Tytuł: Harry Potter - Hogsmeade, Twoja Magiczna Wioska :: Relacje z rodzicami

Dodane przez Milka dnia 19-11-2010 15:14
#63

Moje relacje z rodzicami są bardzo dobre, żeby nie powiedzieć doskonałe [bo skazy się znajdą]. Nie zadają zbędnych pytań, jeśli mam gdzieś wyjść, to nie robią mi problemów, w końcu jestem dorosła i powinnam wiedzieć, co robię. Wielce się zdziwiłam, gdy wyrazili zgodę na mój wyjazd do Wrocławia samej [a to jest drugi koniec Polski, jakby na to nie patrzeć] kiedy miałam 16 lat. Ufają mi w pełni i nie boją się, że gdzieś się uchleję albo coś przeskrobię, bo wiedzą, że z mojej strony takie rzeczy są niemożliwe. No i puszczają mnie do moich internetowych znajomych bez żadnych problemów, przez co z niektórymi z nich widziałam się po kilka dni chyba z 6 razy :D.
Kiedy im oświadczyłam, że chcę studiować w Krakowie [czyli 500 km od mojego domu], bali się i zdziwili.
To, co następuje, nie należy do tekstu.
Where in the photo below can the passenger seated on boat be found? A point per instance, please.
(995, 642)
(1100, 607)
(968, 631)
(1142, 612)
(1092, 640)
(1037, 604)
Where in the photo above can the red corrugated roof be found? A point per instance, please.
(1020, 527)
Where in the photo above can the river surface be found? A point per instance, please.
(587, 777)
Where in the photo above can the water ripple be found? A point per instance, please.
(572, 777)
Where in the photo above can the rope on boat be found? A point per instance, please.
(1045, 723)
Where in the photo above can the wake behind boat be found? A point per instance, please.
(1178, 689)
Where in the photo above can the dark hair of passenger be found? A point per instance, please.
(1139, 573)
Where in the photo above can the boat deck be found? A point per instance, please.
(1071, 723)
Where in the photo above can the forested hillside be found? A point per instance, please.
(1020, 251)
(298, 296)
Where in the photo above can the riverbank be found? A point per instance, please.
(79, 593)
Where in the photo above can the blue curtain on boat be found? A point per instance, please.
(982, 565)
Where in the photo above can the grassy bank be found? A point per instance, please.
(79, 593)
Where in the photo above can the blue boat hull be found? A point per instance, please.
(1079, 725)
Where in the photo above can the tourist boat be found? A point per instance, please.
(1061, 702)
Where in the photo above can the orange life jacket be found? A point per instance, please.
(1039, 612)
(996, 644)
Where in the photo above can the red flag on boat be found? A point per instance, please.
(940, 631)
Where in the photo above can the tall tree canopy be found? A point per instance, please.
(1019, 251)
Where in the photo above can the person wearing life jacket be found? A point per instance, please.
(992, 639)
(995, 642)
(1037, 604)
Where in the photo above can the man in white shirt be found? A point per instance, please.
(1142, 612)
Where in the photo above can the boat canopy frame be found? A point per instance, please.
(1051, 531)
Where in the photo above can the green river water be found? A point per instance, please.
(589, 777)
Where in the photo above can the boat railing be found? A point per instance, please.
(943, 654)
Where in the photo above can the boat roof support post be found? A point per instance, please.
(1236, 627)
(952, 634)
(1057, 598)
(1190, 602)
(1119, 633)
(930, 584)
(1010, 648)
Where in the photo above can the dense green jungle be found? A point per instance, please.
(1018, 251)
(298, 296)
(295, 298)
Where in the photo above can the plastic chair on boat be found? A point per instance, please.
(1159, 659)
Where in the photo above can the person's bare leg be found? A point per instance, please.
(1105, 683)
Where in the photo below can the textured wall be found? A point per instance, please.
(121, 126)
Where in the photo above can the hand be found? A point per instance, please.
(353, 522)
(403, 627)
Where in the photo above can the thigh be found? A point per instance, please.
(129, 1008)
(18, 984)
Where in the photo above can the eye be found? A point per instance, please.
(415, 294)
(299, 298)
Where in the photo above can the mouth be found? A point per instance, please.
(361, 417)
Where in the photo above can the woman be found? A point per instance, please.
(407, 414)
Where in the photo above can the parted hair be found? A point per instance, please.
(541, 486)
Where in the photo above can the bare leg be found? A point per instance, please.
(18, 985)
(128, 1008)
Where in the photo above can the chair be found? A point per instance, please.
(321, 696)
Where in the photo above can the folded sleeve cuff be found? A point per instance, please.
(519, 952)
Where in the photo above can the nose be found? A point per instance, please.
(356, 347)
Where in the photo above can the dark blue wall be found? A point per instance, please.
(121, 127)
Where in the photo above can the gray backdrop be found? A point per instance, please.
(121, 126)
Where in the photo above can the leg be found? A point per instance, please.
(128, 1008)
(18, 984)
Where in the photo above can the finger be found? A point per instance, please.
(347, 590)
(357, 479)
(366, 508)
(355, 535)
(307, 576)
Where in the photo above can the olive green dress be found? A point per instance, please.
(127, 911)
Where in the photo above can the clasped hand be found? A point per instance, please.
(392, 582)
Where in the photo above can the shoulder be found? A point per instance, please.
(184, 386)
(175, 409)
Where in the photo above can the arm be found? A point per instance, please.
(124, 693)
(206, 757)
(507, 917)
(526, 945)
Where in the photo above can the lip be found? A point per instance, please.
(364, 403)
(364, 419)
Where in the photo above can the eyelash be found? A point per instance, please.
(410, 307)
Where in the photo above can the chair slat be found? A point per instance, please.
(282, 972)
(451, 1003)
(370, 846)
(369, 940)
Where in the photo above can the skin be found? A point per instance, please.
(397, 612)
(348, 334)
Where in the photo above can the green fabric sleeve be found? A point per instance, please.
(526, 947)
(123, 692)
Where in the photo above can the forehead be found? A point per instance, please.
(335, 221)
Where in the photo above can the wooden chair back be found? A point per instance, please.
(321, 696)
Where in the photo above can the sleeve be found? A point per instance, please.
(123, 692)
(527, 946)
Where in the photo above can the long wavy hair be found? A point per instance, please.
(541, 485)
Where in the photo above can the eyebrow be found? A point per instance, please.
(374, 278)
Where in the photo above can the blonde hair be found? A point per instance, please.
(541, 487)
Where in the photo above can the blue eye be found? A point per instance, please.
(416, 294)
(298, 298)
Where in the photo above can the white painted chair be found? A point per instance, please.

Mimo, że to jednak skok w głęboką wodę i mój kontakt z nimi ograniczył się do telefonu raz na kilka dni i przyjazdu jedynie w święta, cieszą się z mojej decyzji. Znają mnie bardzo dobrze i wiedzą, że u siebie nie czułabym się tak dobrze jak tam, gdzie chcę się wybrać. Nie wyobrażają sobie, żeby narzucali mi swoje marzenia i pragnienia, bo to nie przejdzie. Moja mama chciała mieć jakiegoś lekarza w rodzinie, ale wie, że to niemożliwe. Z kolei tato pragnął, żeby była ze mnie ekonomistka (co zresztą prawie się udało...), ale to też nie moja działka. Może i nie są z tego powodu tak szczęśliwi, ale dobrze im z myślą, że samodzielnie podejmuje decyzje i jestem z nich zadowolona.
Przy okazji tego tematu przypomniała mi się lekcja z psychologiem w liceum. Opowiadał nam m.in. o relacjach rodzic-dziecko. Zapewne znacie jedno z przykazań Dekalogu: Czcij ojca swego i matkę swoją. Otóż psycholog powiedział nam, że dopiero na studiach odkrył, co to tak naprawdę znaczy. Otóż, czcić możemy ich za dar życia, za to, że jesteśmy tu, gdzie jesteśmy. Natomiast nie znaczy to to samo, co mieć do nich szacunek, bo na ten trzeba sobie zapracować, a jak widać, nie wszyscy rodzice potrafią tego dokonać. Ja mam szacunek do swoich, zapracowali sobie na niego swoim podejściem do mnie i mojego rodzeństwa i dziękuję losowi za to, że właśnie oni zostali moimi opiekunami.